(346ay) How Can Machine Learning Accelerate the Sampling and Interpretation of Molecular Dynamics Simulations? | AIChE

(346ay) How Can Machine Learning Accelerate the Sampling and Interpretation of Molecular Dynamics Simulations?

Authors 

Feng, J. - Presenter, University of Illinois at Urbana-Champaign
Selvam, B., UIUC
Shukla, D., Massachusetts Institute of Technology
Molecular dynamics simulations offer high spatial and temporal resolutions to decipher functional mechanisms of membrane proteins. Major improvements in hardware, algorithms, and computational resources have made it possible now to investigate larger and more realistic protein systems. However, the capabilities of molecular dynamics simulations are still severely limited by three major problems. First, only a few crystal structures are available for membrane proteins and these structures are mostly restricted
to key metastable states that the protein adopts.
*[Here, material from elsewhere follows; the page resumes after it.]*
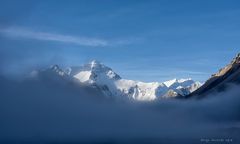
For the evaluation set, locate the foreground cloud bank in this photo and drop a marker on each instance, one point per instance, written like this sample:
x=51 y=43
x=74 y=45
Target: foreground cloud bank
x=44 y=110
Second, membrane protein simulations require access to large computational resources, of the order of several 100,000 hours on a single Nvidia GTX1080 GPU using a popular molecular simulation package such as NAMD. Finally, it is difficult to extract valuable insights from the resulting high-dimensional simulation data (several terabytes).

In this study, we aim at developing efficient computational tools to accelerate the sampling and interpretation of molecular dynamics simulations. To address the absence of structural information, we developed a machine learning based algorithm (FingerprintContacts) to quickly predict multiple protein structures by combining agglomerative clustering and co-evolutionary information. We have demonstrated the capabilities of FingerprintContacts on eight proteins with varying conformational motions. To enhance the sampling efficiency, we proposed that evolutionary couplings can be used as reaction coordinates to efficiently guide the sampling of complex conformational free energy landscapes. To interpret the resulting high-dimensional simulation data, we developed a genetic algorithm based method to automatically select features for dimensionality reduction. The integration of the developed algorithms and all-atom molecular dynamics simulations has allowed us to characterize long timescale conformational transitions and the complete substrate translocation cycle of two nitrogen transporters. This work would establish efficient computational frameworks for understanding long timescale biophysical processes.